I know what you’re thinking. Uhh… Justin…. this isn’t Spanish class.
I know, I know. But, stay with me.
Today at Redeemer, Mike spoke about glorifying God in our academic work (along with many other great things – like Jesus dying for our sins! Yeah, you missed out on a good one). To some, this seems like a foreign idea; How the heck could you glorify Jesus while trying to figure out bromination? How does the trachea relate to glorifying God?
To me, glorifying God goes hand in hand with learning. I’m studying Speech and Language Pathology and, just in learning about the ways our brains organize language, or the ways in which we are so advanced that we are able to communicate through the delicate and complex movement of our larynx, tongue and lips, I can whole-heartedly say that we were divinely and magnificently created. It truly is amazing.

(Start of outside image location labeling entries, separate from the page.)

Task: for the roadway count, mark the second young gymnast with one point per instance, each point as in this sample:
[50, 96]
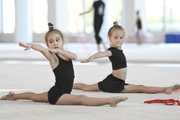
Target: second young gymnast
[115, 82]
[60, 61]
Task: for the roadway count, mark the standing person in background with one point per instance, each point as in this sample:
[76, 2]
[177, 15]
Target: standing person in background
[99, 8]
[138, 24]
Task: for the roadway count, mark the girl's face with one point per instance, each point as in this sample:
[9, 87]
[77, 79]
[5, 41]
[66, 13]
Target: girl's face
[55, 41]
[117, 38]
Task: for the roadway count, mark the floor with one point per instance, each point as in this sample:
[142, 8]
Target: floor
[148, 64]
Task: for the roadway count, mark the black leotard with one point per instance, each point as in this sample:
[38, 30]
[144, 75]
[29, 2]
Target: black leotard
[118, 59]
[64, 74]
[138, 23]
[111, 83]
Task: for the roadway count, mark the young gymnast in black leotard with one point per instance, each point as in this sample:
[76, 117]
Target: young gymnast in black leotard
[115, 82]
[61, 63]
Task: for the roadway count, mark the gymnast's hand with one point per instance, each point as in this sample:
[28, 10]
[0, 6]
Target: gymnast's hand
[26, 46]
[53, 50]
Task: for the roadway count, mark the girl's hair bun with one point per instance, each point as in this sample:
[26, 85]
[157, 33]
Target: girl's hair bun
[51, 27]
[115, 23]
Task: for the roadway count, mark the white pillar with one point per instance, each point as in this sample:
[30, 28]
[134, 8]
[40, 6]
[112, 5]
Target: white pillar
[23, 28]
[105, 25]
[58, 14]
[129, 14]
[1, 15]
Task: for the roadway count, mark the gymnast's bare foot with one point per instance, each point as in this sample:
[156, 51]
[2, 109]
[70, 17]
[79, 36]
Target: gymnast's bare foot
[115, 100]
[172, 88]
[10, 96]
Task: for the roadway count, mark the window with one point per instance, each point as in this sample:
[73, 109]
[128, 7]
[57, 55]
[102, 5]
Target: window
[163, 16]
[172, 17]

Whoa, Justin. Too much science. Stop it.
Okay. Fine. Does Spanish work?
The quote I’ve posted translates to this:
The dew that sparkles in the hills
has failed to say to my strange soul
what tears can tell as they bathe an eyelash.
It is from Julián del Casal’s poem “En el campo.” I had to read the poem for my Spanish class and I was deeply moved by most of it, but, in particular, this stanza. Del Casal is a writer of Modernismo – a literary movement that sought to reconcile the soul with modernity in the late-nineteenth/early-eighteenth century.
This stanza cut so deep and reminded me of a few moments I had spent atop a hill in the Ohio River Valley during my high school years. I write about it here.
Back in those days, I used to drive around aimlessly, just seeking to escape. One day, I came across a field full of wild flowers and grass that reached my knees. This field sat on a beautiful hill that overlooked the Ohio River, stretching east to west. It was beautiful. This is a picture of the scene and here’s what I had to say about it in my blog post mentioned above:
it was beautiful, the way the sky burned, as if it were trying to hold on to the sun for just a few more minutes. you could see its effort – the pinks stretched and the oranges folded into the clouds. the trees ‘cross the river held a strangely vibrant hue. it was beautiful.
What the stanza from del Casal’s poem reminds me of, though, is that beauty apart from God is nothing. What is beauty apart from God but just the activation of neurons stimulating your occipital lobe and giving you a sensory experience? I’m serious. How can you appreciate creation without knowing the Creator? Beauty cannot help us make sense of our hurting; it can only distract us.
Only Jesus can “say to [our] strange soul[s] / what tears can tell as they bathe an eyelash.” Only through Jesus are we able to understand this world. He is everything. We are nothing apart from Him. Beauty is nothing apart from Him.